What is an ER diagram and how to read one
ER diagram purpose, entity rectangles, attribute ellipses, relationship diamonds, crow's foot notation, reading cardinality, ER vs schema diagram
The ER Diagram
An Entity-Relationship (ER) diagram is a visual map of your entities, their attributes, and how they relate — drawn before any SQL is written. It is the single artifact that lets developers, product managers, and stakeholders agree on structure without reading DDL.
Notation
Two notations dominate. The original Chen notation uses rectangles for entities, ellipses for attributes, and diamonds for relationships. Modern tools (Lucidchart, dbdiagram.io, draw.io) use crow's foot notation, which is faster to read:
- A single vertical line means "exactly one"

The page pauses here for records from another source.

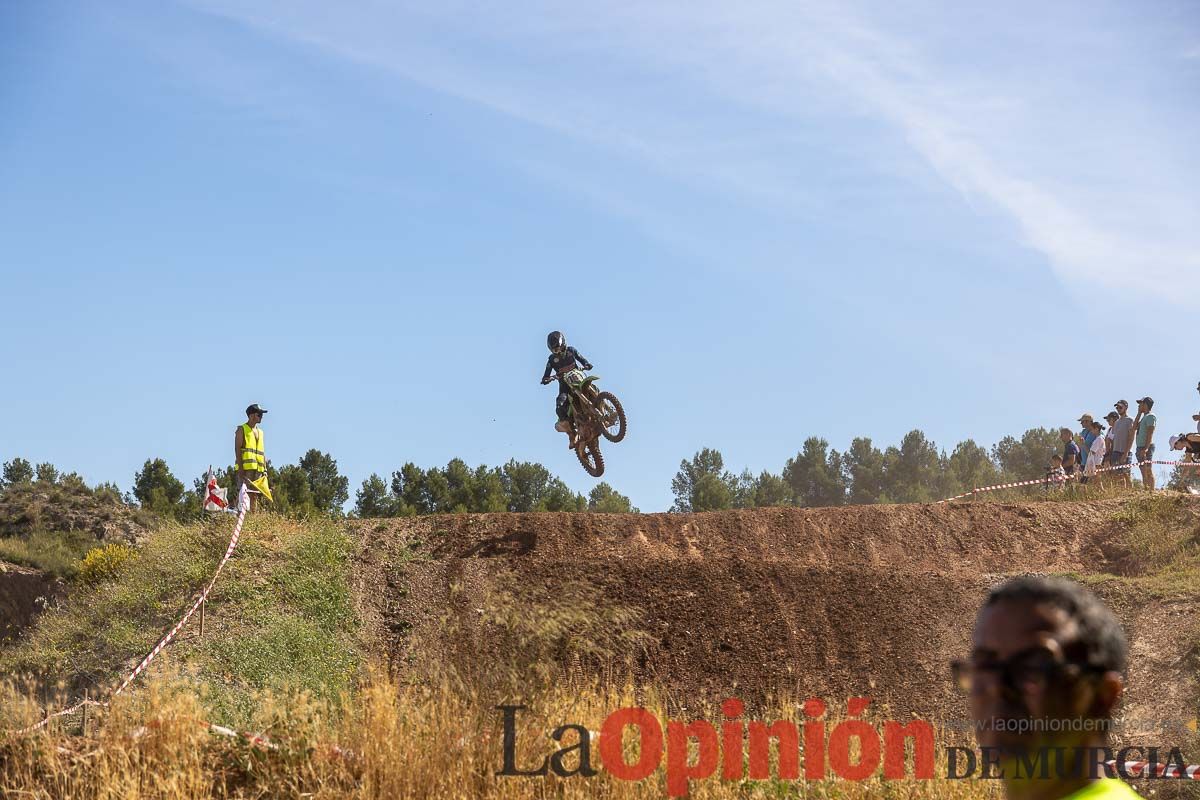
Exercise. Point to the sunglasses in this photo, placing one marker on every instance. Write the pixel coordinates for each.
(1027, 672)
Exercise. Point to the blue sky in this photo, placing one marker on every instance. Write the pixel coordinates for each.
(761, 221)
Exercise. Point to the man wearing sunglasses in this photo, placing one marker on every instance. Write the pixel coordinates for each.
(562, 360)
(1045, 673)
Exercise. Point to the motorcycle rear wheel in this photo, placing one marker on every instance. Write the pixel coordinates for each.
(609, 408)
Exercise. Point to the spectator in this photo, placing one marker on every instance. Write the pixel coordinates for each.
(249, 451)
(1045, 650)
(1095, 452)
(1197, 416)
(1122, 441)
(1189, 443)
(1144, 441)
(1055, 474)
(1110, 417)
(1071, 456)
(1086, 435)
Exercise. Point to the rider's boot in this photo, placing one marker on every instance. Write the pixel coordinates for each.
(564, 426)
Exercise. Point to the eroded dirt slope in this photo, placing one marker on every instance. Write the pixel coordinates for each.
(832, 602)
(21, 591)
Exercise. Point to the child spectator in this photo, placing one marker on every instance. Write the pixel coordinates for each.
(1055, 474)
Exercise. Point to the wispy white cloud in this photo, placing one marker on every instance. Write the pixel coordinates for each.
(1092, 180)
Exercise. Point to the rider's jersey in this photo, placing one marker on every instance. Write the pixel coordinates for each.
(569, 360)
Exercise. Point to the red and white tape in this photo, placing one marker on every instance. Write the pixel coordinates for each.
(1141, 769)
(243, 507)
(1061, 481)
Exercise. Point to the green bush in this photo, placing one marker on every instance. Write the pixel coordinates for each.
(105, 564)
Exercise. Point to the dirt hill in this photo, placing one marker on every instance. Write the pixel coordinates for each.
(23, 594)
(829, 602)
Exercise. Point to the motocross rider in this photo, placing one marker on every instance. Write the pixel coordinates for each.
(562, 360)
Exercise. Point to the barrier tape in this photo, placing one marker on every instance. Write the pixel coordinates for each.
(1061, 481)
(1139, 769)
(243, 507)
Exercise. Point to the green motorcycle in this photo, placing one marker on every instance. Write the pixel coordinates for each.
(594, 414)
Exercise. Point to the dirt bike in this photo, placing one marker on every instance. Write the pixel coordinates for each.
(594, 414)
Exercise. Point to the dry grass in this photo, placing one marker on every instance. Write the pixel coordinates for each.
(395, 740)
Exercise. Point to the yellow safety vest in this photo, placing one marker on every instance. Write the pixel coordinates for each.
(252, 453)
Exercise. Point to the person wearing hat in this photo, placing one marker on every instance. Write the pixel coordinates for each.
(1096, 451)
(249, 451)
(1144, 441)
(1110, 417)
(1197, 416)
(1122, 440)
(1089, 437)
(1189, 443)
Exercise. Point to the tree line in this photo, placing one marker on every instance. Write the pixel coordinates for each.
(315, 486)
(915, 470)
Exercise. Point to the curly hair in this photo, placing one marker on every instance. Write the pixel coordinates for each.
(1101, 636)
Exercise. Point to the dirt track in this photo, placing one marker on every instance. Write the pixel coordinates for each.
(831, 602)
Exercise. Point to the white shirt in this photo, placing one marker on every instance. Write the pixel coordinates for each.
(1096, 452)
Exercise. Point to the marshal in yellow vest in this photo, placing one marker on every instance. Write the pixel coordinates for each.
(253, 457)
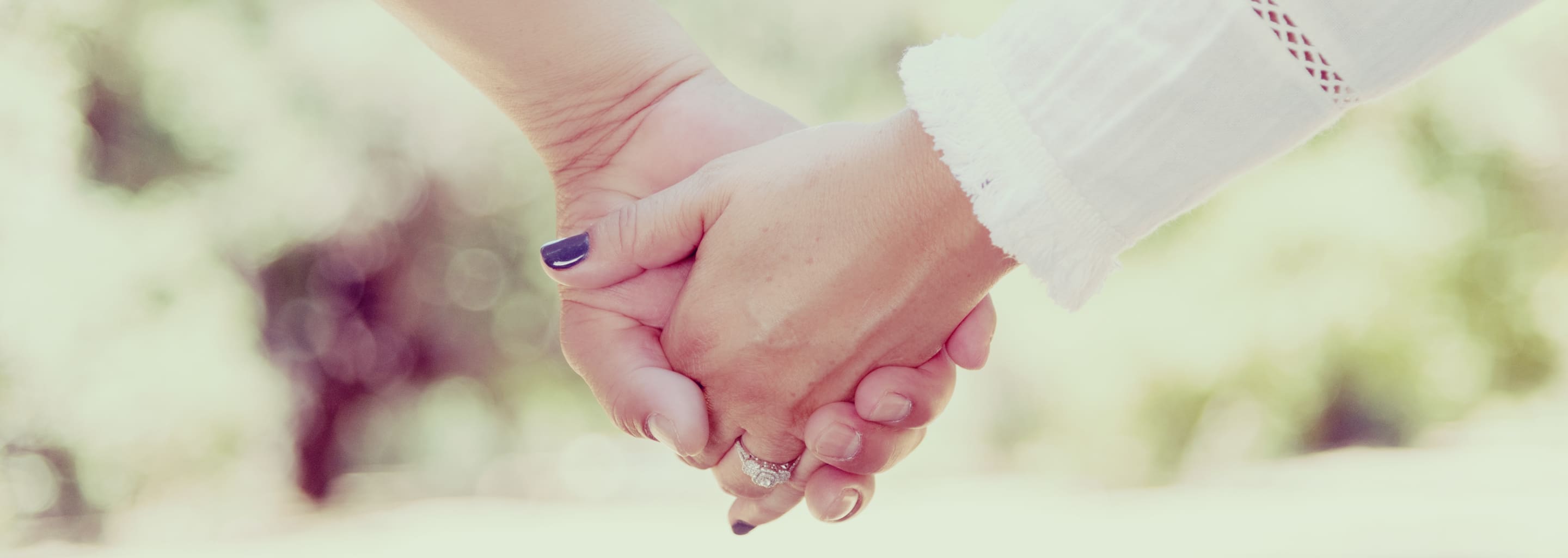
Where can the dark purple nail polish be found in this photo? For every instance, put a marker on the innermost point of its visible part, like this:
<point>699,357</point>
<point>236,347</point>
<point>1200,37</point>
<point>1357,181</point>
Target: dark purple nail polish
<point>565,253</point>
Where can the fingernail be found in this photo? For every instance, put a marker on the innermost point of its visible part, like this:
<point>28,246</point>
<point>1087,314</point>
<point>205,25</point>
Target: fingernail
<point>664,430</point>
<point>840,442</point>
<point>849,504</point>
<point>891,408</point>
<point>565,253</point>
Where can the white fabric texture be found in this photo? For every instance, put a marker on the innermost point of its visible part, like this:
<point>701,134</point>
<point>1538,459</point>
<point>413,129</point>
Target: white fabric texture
<point>1079,128</point>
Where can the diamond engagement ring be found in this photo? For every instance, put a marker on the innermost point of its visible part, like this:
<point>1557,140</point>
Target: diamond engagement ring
<point>764,474</point>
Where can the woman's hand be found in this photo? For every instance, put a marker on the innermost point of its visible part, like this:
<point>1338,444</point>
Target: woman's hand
<point>824,254</point>
<point>620,104</point>
<point>610,336</point>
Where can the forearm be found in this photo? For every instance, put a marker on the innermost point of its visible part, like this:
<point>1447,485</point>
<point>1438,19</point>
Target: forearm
<point>576,76</point>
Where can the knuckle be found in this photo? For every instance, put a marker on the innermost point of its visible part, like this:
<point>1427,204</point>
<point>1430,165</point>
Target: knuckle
<point>626,233</point>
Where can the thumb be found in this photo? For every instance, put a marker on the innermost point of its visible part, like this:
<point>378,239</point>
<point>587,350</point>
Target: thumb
<point>648,234</point>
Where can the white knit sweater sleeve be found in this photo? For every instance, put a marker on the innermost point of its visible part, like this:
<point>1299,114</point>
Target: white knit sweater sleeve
<point>1079,128</point>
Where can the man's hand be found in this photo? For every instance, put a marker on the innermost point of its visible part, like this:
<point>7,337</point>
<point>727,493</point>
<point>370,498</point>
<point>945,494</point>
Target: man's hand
<point>819,256</point>
<point>620,106</point>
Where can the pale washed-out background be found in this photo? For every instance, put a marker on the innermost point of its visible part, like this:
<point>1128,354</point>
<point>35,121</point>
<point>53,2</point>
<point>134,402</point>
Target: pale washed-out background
<point>200,198</point>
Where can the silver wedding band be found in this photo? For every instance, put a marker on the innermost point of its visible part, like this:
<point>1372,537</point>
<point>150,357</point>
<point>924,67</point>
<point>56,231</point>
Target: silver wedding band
<point>764,474</point>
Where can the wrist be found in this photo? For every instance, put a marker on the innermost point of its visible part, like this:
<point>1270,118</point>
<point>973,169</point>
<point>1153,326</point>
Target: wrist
<point>941,203</point>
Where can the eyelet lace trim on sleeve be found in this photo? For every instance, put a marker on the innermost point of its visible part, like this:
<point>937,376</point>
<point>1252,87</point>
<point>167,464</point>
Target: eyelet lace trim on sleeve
<point>1300,46</point>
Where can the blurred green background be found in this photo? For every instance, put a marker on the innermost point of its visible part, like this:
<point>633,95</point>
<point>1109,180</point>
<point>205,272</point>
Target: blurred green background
<point>268,262</point>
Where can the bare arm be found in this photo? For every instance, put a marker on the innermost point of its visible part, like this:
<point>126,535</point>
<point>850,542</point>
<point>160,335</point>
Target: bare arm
<point>576,76</point>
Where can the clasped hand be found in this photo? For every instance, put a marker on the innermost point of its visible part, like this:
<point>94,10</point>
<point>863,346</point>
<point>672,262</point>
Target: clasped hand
<point>822,275</point>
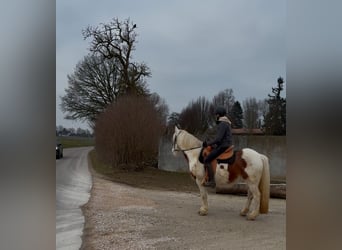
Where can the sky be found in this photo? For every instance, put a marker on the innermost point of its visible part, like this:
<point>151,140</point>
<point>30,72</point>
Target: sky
<point>194,48</point>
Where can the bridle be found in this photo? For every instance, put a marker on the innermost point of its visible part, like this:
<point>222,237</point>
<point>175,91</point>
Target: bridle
<point>178,148</point>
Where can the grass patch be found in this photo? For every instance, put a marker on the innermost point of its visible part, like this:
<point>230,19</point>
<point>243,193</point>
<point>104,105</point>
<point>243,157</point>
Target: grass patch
<point>75,141</point>
<point>149,178</point>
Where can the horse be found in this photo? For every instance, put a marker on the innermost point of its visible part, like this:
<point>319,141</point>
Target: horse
<point>246,164</point>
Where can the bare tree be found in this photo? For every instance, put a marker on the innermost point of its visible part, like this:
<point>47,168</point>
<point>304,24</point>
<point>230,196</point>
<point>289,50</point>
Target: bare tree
<point>196,117</point>
<point>225,99</point>
<point>160,106</point>
<point>251,113</point>
<point>91,88</point>
<point>116,41</point>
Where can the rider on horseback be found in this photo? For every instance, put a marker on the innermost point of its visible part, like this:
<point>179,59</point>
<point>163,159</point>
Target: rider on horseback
<point>222,141</point>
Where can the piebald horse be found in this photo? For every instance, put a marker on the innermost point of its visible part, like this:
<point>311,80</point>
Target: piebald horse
<point>246,164</point>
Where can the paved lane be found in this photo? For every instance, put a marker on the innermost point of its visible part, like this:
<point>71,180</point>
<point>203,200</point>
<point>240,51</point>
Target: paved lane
<point>73,184</point>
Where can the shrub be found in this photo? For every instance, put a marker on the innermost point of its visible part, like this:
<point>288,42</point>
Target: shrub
<point>128,132</point>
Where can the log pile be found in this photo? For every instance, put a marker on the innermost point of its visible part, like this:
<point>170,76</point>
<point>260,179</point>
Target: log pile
<point>276,190</point>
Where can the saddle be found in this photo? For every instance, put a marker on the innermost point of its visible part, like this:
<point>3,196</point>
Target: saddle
<point>226,154</point>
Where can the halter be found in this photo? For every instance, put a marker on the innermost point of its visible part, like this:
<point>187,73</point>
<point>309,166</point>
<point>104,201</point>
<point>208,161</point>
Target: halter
<point>182,150</point>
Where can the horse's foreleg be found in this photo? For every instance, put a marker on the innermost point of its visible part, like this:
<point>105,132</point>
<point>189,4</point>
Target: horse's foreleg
<point>255,202</point>
<point>204,196</point>
<point>245,210</point>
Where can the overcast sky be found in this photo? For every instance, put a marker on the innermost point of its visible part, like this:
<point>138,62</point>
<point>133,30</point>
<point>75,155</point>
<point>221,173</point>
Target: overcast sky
<point>193,47</point>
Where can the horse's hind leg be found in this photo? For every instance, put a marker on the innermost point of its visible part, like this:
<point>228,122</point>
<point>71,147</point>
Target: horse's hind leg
<point>245,210</point>
<point>255,202</point>
<point>204,196</point>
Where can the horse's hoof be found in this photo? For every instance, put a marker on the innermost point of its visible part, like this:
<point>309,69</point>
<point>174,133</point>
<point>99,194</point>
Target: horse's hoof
<point>202,212</point>
<point>252,216</point>
<point>243,212</point>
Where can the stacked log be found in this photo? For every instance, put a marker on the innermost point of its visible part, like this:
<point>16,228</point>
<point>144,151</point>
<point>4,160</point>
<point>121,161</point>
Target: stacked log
<point>276,190</point>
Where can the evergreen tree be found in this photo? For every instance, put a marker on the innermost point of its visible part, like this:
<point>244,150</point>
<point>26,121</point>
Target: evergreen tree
<point>275,119</point>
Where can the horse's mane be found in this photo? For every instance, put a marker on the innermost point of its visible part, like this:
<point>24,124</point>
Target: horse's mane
<point>189,140</point>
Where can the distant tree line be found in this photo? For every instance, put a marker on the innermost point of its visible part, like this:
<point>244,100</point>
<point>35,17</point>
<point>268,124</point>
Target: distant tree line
<point>269,114</point>
<point>62,131</point>
<point>108,89</point>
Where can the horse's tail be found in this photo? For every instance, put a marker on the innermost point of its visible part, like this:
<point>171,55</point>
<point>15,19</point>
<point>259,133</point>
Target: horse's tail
<point>264,185</point>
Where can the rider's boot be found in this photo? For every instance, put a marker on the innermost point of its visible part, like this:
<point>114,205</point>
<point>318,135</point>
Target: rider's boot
<point>211,181</point>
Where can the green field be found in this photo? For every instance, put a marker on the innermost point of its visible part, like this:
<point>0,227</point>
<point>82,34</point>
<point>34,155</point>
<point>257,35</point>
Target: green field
<point>76,141</point>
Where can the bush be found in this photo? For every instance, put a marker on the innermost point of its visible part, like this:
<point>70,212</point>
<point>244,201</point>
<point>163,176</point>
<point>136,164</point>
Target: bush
<point>128,132</point>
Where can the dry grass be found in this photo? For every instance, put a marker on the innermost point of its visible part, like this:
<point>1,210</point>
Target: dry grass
<point>149,177</point>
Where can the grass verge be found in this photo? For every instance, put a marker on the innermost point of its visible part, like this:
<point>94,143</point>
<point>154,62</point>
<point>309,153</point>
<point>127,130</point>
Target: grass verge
<point>149,178</point>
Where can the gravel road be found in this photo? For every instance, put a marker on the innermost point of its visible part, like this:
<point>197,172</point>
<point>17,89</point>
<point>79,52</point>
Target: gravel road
<point>123,217</point>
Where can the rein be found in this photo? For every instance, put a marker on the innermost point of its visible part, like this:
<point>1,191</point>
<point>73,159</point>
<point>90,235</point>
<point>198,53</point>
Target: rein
<point>188,149</point>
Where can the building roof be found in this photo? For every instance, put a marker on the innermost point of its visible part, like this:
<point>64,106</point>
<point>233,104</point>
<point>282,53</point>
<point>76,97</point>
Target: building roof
<point>247,131</point>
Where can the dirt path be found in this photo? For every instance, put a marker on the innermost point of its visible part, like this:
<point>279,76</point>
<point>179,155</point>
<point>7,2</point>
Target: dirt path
<point>122,217</point>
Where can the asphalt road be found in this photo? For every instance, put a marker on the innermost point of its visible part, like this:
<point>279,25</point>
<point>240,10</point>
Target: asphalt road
<point>73,185</point>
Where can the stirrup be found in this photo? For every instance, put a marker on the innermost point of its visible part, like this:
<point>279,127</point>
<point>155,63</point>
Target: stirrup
<point>209,184</point>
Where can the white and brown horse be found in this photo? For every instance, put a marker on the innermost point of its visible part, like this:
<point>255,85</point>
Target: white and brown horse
<point>246,164</point>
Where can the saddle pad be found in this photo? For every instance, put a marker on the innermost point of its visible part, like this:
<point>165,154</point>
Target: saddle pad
<point>226,154</point>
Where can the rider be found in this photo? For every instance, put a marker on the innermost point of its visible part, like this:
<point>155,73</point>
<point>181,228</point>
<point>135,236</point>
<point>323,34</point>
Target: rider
<point>222,141</point>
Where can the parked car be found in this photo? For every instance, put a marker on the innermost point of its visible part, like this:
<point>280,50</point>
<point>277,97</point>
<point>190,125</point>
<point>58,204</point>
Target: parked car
<point>59,150</point>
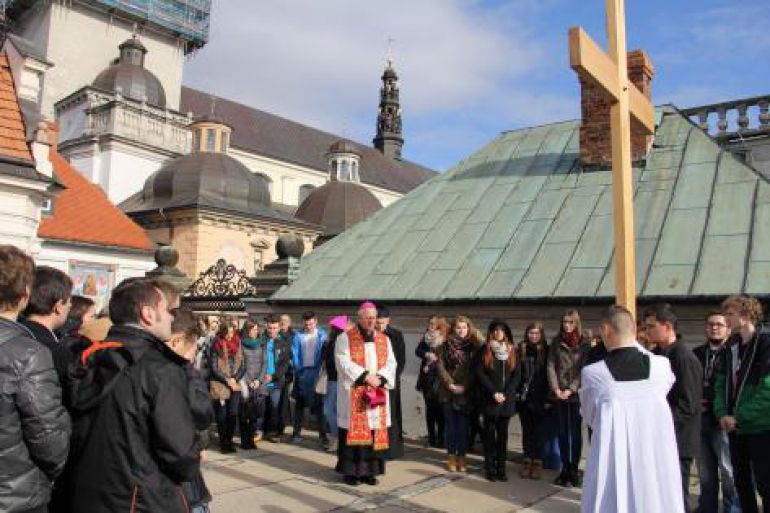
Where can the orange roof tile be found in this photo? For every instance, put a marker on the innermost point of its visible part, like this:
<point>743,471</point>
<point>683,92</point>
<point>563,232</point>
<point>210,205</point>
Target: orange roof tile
<point>83,213</point>
<point>13,141</point>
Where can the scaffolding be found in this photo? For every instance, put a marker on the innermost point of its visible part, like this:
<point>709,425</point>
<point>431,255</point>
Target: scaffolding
<point>185,19</point>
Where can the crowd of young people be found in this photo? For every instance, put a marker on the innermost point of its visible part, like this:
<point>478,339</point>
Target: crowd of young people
<point>139,386</point>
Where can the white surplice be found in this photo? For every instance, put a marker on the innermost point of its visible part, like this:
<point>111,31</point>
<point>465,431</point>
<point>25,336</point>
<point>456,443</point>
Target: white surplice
<point>348,372</point>
<point>633,464</point>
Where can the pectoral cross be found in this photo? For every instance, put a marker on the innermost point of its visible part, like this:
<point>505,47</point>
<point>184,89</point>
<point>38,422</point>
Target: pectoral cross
<point>609,72</point>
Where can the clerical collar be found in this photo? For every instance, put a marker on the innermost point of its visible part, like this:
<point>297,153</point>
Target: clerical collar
<point>368,336</point>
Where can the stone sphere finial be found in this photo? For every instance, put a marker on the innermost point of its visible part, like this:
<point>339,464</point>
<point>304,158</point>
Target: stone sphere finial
<point>289,245</point>
<point>166,256</point>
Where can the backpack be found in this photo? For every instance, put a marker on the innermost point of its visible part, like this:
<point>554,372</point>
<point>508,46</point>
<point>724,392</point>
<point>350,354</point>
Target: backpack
<point>82,377</point>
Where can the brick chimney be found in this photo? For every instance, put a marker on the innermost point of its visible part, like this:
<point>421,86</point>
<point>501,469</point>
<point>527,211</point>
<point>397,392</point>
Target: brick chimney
<point>595,137</point>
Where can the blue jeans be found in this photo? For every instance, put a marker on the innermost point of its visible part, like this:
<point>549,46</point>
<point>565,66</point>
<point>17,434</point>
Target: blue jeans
<point>276,410</point>
<point>570,434</point>
<point>457,425</point>
<point>551,455</point>
<point>715,460</point>
<point>330,407</point>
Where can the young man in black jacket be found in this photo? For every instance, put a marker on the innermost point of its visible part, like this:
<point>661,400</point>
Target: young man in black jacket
<point>715,448</point>
<point>47,311</point>
<point>134,438</point>
<point>34,427</point>
<point>685,397</point>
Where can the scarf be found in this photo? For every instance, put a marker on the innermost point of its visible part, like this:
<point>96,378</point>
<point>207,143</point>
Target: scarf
<point>457,351</point>
<point>571,338</point>
<point>434,338</point>
<point>251,343</point>
<point>501,351</point>
<point>222,345</point>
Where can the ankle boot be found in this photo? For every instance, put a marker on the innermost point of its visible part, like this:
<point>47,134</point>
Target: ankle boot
<point>537,469</point>
<point>526,469</point>
<point>501,473</point>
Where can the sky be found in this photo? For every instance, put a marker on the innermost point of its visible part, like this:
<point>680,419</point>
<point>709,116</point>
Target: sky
<point>469,69</point>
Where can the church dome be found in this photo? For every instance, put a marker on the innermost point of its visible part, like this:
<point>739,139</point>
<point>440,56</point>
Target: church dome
<point>129,77</point>
<point>343,146</point>
<point>337,206</point>
<point>206,179</point>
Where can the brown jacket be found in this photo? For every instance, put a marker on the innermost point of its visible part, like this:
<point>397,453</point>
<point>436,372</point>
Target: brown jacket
<point>565,364</point>
<point>462,375</point>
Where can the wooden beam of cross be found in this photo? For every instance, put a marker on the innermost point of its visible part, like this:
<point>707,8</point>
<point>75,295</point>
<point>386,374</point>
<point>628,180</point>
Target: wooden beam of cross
<point>609,72</point>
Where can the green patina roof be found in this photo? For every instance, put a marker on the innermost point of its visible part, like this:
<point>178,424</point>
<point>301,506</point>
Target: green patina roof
<point>521,219</point>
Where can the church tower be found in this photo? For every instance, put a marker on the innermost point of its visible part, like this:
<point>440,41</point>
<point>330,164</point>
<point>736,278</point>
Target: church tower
<point>389,138</point>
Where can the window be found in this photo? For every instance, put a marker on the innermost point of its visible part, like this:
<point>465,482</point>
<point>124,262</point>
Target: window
<point>224,142</point>
<point>196,141</point>
<point>304,192</point>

- A crow's foot (three-pronged fork) means "many"
- A circle means "zero" (optional)
Read a line left to right and right to left. A line between Customer and Order labeled with one-side on Customer and crow's foot on Order reads: one customer has many orders; each order belongs to exactly one customer.
ER vs Schema Diagram
An ER diagram shows the conceptual model — it may still have many-to-many relationships. A schema diagram (also called a physical diagram) shows actual tables including junction tables, data types, and PK/FK constraints. You produce the schema diagram after normalization. Build the ER diagram first.